Linear Relations $y=mx+b$ and graphing lines Consider the linear relation $2x - 3y = 12$.
a) Find $y$ when $x = 3$. 
b) Solve the original equation in the question for $y$. 
c) Use your equation from b) to find y when $x = 3$. 

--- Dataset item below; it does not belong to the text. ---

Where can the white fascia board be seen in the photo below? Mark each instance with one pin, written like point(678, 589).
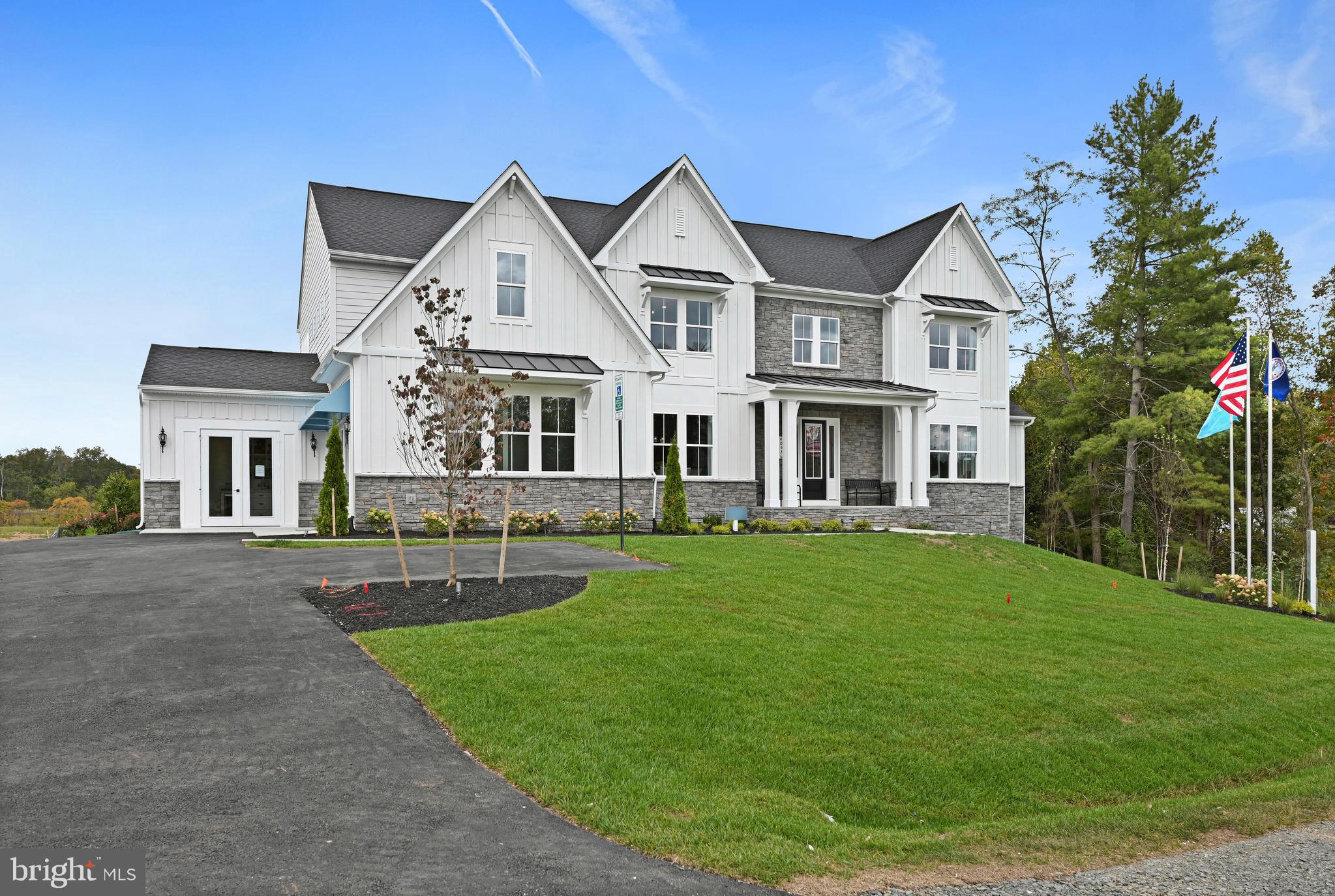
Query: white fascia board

d) Do you prefer finding the answer using step a), or do you prefer finding the answer by combining steps b) and c)? Explain 
How do I do this?!
 A: a) Plug in x and solve for y: $2(3)-3y=12, y=?$
b) Reformat the equation into this form: $y=ax+b$
c) Again, Plug in $x=3$ into $y=ax+b$ to find the value of y
A: Part a. To find $y$ when $x=3$ we begin by substituting in the value $3$ where we see $x$ in the equation: $$2x-3y=12 \Rightarrow \\2\cdot3 - 3y = 12 \Rightarrow \\6-3y = 12.$$ Next we simplify, first by moving the $6$ over by subtracting it on both sides, then by dividing out the coefficient $-3$. That is: $$6-3y=12 \Rightarrow \\ -3y = 12-6 \Rightarrow \\-3y = 6 \Rightarrow \\y = \frac{6}{-3} = -2.$$
Part b. We do the same thing, but without substituting first: $$2x - 3y = 12 \Rightarrow \\ -3y = 12 - 2x \Rightarrow \\ y = \frac{12}{-3} - \frac{2}{-3}x = \frac{2}{3}x - 4.$$
Part c. Simply plug 3 into the equation you just got, that is: $$y = \frac{2}{3}x - 4 \Rightarrow \\ y = \left(\frac{2}{3}\cdot 3\right) - 4 = 2 - 4 = -2.$$
Part d. Using b and c is typically prefered, especially if you need to check the value at multiple points, that way you aren't doing the same work over and over!